Melburnians on Adelaide - Mobile Edition
A couple friends and I took a trip to charming Adelaide last month.
Cleaning out my mobile’s inbox has yielded some treasures of Melbourne bias against their South Australian neighbours.
Everyone I was in communication with that weekend expressed concern after learning I was in Adelaide, but two reactions stand out (names removed to protect the guilty):
One: Why the fuck are you in Adelaide? And, yes, of course it’s a hole.
Two: Yikes! How did you end up there?
No one assumed we’d gone there of our own free will.

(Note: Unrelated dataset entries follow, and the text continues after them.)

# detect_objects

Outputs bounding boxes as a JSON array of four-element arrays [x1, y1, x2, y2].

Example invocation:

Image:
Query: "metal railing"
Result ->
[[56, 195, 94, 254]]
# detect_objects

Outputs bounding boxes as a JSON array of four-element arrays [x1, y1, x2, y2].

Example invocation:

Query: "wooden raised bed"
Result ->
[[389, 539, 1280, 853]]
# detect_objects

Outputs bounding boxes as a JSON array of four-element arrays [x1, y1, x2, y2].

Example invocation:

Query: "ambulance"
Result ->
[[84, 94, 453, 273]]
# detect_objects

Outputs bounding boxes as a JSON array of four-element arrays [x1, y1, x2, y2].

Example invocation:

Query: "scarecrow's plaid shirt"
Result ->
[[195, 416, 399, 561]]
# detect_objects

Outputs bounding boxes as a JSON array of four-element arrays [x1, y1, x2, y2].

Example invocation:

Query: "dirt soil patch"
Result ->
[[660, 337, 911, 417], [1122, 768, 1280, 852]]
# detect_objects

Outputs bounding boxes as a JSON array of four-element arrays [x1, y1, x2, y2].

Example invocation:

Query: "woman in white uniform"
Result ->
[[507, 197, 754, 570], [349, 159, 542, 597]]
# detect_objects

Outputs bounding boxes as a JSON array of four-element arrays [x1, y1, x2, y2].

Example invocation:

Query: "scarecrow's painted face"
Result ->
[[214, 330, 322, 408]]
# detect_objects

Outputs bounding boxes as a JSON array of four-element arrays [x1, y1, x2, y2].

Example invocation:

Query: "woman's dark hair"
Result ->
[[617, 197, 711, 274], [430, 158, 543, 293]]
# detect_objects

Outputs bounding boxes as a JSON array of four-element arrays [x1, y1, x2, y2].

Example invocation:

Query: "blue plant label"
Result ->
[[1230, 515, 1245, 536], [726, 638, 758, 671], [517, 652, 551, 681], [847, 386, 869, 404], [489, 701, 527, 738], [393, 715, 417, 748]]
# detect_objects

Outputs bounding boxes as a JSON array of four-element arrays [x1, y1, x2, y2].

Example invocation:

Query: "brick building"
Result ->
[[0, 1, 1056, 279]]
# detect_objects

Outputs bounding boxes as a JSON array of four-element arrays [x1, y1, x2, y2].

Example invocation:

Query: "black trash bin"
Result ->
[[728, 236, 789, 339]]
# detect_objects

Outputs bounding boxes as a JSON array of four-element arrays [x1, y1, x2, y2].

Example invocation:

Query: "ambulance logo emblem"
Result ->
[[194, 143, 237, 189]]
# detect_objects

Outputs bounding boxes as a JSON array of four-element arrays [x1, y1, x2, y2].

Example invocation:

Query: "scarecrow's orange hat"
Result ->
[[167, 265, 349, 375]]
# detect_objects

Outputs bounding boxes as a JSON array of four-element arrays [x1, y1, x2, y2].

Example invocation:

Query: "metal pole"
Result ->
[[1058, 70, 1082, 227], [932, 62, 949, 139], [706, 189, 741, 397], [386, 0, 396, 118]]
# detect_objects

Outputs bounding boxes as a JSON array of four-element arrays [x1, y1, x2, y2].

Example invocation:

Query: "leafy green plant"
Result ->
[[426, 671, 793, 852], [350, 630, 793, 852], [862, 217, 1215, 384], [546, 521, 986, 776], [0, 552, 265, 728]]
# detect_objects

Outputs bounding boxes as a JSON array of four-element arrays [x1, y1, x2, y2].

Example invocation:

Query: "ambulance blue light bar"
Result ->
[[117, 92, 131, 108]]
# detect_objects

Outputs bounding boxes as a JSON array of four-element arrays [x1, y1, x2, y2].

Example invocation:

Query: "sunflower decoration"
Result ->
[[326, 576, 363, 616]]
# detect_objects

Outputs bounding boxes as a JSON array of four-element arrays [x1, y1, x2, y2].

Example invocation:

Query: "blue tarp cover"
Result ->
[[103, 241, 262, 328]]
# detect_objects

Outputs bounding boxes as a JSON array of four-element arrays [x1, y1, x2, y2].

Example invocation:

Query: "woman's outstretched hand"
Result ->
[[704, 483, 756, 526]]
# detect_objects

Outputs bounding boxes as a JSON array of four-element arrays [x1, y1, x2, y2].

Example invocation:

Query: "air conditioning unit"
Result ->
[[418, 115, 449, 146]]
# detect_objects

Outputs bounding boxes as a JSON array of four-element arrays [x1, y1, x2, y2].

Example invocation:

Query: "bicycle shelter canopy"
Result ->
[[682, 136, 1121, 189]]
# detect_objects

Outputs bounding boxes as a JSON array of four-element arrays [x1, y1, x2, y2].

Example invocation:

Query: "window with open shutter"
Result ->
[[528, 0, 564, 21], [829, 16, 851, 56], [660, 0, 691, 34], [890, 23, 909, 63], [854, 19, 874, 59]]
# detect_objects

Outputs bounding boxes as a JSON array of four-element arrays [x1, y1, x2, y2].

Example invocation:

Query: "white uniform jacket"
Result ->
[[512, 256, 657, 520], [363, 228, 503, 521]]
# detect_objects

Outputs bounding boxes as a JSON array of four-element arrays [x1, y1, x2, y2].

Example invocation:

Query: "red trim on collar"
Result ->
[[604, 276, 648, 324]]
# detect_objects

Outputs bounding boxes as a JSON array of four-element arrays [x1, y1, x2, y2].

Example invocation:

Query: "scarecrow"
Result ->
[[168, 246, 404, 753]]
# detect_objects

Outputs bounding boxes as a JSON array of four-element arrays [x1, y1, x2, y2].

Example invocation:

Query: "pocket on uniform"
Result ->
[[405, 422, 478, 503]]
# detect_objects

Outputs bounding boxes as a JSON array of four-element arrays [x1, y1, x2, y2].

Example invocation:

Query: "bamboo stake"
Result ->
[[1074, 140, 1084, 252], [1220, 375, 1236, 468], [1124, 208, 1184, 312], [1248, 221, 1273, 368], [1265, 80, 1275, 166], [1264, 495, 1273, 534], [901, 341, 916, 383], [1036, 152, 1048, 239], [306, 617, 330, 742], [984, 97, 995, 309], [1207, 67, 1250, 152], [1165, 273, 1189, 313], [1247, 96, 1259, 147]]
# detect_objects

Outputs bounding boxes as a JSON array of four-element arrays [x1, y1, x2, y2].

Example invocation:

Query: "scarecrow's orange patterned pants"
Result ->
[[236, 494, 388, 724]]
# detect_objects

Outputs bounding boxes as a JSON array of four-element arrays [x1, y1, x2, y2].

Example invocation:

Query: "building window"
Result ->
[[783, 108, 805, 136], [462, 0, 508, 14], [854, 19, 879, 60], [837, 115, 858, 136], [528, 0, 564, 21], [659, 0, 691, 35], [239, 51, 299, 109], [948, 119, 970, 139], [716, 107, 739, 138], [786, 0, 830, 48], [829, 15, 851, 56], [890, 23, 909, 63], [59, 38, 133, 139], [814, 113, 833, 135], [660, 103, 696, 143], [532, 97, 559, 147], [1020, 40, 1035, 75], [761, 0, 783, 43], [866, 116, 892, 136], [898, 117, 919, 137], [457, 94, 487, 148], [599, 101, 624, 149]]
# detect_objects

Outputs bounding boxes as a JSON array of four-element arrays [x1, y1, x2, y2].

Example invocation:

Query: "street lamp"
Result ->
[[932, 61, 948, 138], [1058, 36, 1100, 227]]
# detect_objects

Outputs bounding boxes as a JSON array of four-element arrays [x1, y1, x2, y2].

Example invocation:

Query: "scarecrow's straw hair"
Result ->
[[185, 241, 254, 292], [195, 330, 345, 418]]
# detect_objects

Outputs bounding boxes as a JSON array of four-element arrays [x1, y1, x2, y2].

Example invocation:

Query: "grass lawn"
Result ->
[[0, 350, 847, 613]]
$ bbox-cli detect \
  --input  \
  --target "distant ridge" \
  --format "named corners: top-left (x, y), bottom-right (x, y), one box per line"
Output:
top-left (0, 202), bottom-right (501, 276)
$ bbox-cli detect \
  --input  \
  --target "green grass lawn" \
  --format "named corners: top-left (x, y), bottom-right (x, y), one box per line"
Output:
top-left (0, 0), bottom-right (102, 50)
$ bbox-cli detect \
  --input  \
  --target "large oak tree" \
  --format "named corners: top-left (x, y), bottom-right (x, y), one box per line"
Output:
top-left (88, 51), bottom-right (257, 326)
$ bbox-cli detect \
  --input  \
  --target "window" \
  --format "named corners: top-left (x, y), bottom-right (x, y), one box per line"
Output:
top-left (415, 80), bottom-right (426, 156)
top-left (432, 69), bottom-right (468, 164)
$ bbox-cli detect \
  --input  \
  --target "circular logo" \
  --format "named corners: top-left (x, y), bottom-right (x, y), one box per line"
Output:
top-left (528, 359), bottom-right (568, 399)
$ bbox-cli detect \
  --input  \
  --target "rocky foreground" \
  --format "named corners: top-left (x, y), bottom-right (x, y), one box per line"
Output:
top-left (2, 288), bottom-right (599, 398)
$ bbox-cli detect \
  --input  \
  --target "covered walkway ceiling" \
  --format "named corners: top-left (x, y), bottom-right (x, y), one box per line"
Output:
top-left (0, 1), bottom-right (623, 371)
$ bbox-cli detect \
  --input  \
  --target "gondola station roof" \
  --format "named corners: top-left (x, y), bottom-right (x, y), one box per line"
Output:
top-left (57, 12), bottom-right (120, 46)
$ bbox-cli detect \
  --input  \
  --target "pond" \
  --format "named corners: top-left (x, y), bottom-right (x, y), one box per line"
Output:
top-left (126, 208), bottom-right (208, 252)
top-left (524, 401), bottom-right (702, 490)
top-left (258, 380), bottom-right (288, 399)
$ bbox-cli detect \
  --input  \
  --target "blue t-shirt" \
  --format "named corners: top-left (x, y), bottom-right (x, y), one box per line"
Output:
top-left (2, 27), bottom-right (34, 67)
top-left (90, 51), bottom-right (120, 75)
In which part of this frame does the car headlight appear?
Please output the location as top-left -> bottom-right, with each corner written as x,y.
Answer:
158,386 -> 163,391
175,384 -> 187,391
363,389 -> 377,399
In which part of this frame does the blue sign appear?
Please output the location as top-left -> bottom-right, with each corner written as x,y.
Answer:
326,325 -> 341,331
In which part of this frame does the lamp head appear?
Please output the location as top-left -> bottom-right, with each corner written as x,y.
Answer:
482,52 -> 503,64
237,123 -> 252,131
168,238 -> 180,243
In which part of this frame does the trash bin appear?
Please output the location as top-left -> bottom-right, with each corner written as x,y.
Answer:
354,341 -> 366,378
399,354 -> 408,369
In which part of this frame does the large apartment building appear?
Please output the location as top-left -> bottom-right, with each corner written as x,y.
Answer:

To be fair, we spent most of the weekend terrified of inappropriate touching and/or being vomited on. (I haven’t been as afraid of being touched since a man in San Jose, Costa Rica grabbed me and asked for money.)
One incident in particular, I think, sums it all up pretty well. A girl in a kebab shop walked up to Violeta and me and declared, “I’m not going to kill anybody tonight!”
She was an employee.
On the upside - there is great Greek food (and fig martinis) and a reasonably good breakfast place. (Your concierge, however, will not know these things. I could be a better concierge after one weekend in Adelaide than either of the two men employed by they hotel at which we stayed.)
In summary, Melburnians may hate Sydneysiders, but they are dismayed by Adelaideians (Adelaidwegians?)
[Sigh, I will do anything to avoid work. I have both cleaned out my inbox and then blogged about it.]